Reputation: 347
I have a pipeline in beam java using flink
It run as follow
1. kafka topic (event_type1)
2. fanout (1 event_type1 map to 1000 event_type2)
3. repartition
4. process event_type2
5. notify event_type1 finish
The problem is that I need all event_type2
spawn by the same event_type1
to finish before announcing that certain event_type1
is finished
For example
event_type1:id1
event_type2:id_a:from_id1
event_type2:id_b:from_id1
event_type1:id2
event_type2:id_a:from_id2
event_type2:id_b:from_id2
Before announcing event_type1:id1
is done, I need to finish process all two events from fanout.
Is there a canonical way of doing that using flink+beam?
I am thinking of sending a new event to last step called total_fanout_count which will contain
event_type1_id
count
and when event_type2 is processed, it will emit count of 1 for event_type1 with same id, so only when the total sum count matches between the two stream will we notify that a particular even_type1 is done.
For example
1. kafka topic (event_type1)
2. fanout (1 event_type1 map to 1000 event_type2)

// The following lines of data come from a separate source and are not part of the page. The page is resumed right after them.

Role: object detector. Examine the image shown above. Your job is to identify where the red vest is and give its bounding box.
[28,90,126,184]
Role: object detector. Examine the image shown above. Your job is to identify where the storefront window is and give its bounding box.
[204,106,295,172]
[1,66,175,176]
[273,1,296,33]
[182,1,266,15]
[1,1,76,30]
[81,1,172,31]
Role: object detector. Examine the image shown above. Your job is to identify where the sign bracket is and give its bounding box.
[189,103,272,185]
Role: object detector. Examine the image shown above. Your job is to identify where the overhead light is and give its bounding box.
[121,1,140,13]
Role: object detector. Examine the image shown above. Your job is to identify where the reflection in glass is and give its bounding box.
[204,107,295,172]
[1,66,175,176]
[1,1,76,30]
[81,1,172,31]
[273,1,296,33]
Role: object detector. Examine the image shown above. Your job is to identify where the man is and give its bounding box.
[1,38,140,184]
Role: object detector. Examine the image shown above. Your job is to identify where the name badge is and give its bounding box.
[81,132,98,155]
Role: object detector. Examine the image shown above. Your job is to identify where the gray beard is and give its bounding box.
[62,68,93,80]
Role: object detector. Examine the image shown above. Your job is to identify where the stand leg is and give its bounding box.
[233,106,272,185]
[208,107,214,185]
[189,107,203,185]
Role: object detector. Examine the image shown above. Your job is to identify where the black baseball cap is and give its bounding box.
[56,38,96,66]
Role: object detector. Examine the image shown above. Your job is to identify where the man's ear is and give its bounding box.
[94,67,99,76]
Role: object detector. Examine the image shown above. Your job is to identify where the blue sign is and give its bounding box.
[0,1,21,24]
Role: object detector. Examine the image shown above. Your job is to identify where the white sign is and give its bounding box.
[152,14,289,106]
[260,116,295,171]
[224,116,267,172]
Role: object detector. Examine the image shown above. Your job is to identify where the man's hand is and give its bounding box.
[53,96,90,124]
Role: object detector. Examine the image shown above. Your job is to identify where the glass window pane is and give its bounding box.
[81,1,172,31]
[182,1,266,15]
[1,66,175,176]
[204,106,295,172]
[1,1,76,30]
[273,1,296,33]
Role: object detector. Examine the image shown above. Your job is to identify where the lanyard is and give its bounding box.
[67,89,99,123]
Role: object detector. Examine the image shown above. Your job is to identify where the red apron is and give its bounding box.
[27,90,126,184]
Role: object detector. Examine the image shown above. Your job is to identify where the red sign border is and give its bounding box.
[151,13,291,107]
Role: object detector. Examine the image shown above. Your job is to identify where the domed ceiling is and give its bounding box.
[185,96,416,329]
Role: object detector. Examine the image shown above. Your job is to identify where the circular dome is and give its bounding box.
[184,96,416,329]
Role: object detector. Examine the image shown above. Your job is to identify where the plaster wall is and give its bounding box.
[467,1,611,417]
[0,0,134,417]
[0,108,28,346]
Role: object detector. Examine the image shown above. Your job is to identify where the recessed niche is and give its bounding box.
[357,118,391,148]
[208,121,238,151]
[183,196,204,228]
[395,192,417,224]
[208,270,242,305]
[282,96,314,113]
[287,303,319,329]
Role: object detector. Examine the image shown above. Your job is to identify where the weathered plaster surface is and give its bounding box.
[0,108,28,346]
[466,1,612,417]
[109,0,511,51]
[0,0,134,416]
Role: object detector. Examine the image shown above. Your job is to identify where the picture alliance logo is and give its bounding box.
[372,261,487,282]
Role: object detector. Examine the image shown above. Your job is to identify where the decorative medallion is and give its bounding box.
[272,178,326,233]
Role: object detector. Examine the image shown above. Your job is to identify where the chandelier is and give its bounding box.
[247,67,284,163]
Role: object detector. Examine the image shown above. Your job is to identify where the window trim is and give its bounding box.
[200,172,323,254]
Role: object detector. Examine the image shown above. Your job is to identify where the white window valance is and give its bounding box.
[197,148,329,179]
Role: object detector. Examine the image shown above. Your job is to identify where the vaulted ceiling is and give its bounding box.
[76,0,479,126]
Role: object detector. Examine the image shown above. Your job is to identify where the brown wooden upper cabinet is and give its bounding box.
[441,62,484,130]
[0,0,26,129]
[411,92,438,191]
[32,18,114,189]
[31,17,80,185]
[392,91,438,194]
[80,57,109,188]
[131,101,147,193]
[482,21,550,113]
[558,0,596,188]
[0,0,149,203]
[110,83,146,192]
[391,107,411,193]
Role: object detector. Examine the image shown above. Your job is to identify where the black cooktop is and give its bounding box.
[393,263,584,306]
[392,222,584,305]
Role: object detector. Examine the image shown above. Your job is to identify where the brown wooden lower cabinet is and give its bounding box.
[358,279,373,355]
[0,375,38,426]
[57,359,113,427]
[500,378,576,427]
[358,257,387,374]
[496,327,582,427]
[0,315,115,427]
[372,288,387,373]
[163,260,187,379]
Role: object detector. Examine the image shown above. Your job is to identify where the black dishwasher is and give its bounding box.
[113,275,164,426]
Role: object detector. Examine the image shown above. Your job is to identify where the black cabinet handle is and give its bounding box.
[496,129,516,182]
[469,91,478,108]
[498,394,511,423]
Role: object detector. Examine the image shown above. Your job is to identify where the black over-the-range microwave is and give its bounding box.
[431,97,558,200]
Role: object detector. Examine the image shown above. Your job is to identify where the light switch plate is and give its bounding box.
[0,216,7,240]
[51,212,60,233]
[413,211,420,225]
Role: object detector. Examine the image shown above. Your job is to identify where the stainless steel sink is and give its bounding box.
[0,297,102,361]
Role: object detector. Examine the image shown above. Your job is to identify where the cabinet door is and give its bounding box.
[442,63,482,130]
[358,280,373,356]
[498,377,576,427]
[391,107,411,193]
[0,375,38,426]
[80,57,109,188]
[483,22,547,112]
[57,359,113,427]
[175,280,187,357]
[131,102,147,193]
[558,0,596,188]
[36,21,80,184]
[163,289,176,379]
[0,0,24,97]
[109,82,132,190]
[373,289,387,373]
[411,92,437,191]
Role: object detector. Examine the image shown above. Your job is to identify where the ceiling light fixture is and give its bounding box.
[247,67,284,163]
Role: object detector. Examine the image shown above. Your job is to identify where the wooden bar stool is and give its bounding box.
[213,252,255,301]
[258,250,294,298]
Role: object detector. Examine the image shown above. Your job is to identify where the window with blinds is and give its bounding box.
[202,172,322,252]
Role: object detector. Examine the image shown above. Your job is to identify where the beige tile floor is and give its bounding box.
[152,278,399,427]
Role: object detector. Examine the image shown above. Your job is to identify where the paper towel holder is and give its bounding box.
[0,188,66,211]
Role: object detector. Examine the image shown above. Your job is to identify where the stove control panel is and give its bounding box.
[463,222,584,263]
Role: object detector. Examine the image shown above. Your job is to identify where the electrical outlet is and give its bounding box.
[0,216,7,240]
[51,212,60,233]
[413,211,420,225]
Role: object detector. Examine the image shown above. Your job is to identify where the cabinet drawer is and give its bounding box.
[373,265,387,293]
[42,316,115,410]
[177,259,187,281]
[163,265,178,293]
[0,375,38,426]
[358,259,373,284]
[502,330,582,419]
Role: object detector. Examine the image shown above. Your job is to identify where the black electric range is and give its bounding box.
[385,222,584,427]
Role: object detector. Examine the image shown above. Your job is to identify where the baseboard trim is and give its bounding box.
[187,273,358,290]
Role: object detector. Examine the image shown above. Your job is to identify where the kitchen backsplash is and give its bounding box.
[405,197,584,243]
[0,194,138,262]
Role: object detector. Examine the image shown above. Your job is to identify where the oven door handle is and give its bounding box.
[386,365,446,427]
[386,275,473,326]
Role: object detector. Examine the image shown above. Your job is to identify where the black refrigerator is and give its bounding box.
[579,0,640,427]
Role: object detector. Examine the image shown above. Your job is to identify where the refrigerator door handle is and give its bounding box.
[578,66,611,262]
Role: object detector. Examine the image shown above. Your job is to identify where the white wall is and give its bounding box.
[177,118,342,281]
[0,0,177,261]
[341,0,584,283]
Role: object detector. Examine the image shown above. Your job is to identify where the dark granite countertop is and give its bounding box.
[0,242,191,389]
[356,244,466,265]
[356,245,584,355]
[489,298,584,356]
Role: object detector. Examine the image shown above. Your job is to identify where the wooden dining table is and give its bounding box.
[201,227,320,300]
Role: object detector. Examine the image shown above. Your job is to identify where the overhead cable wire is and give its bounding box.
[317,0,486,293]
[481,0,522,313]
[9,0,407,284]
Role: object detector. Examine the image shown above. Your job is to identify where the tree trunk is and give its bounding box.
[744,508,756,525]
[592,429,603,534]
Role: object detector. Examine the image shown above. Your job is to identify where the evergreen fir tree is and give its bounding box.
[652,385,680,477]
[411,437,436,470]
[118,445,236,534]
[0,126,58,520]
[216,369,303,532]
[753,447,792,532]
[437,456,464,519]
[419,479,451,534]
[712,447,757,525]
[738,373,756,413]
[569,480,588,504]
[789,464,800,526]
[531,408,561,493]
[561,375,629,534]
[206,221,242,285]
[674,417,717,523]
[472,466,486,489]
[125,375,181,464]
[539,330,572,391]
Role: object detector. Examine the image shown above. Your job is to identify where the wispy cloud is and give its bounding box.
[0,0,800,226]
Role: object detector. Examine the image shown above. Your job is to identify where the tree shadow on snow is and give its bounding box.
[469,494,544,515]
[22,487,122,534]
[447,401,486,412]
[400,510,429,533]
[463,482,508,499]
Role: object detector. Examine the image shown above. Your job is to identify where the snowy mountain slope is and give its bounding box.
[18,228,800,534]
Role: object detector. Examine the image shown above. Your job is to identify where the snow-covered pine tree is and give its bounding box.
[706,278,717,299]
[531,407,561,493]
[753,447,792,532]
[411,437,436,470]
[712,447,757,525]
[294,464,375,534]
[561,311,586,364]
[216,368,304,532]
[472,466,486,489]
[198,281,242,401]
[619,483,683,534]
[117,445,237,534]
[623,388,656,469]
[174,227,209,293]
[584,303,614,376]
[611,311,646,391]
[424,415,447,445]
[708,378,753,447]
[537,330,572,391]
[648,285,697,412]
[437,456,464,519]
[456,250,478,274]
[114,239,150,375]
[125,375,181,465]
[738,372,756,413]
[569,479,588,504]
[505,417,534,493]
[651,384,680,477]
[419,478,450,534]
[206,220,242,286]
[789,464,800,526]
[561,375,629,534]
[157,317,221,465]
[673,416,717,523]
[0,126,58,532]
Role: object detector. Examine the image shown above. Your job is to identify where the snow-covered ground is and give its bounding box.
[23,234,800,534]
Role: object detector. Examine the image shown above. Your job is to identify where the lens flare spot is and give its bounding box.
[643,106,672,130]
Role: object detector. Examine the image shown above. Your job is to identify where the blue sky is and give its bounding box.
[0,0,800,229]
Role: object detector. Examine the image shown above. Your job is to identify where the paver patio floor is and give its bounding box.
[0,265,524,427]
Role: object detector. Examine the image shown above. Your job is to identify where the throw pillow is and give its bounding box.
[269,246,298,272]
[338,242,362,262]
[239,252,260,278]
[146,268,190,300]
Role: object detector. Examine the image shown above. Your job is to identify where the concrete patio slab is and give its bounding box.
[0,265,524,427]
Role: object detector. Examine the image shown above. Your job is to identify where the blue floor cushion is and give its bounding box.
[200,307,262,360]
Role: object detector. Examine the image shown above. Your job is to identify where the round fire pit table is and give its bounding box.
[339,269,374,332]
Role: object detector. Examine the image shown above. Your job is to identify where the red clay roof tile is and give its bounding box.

a. send fanout to topic fanout
b. send total fanout count to topic fanout_count
3. repartition
4. process event_type2
a. send count of 1 for event_type1 with its id to topic fanout_sum
5. join fanout_sum and fanout_count
a. if fanout_sum and fanout_count is same send complete event
But the above way is not idempotent, because one event might be reprocessed multiple time, how to ensure all unique event_type2
per event_type1
is been processed?
Upvotes: 0
Views: 23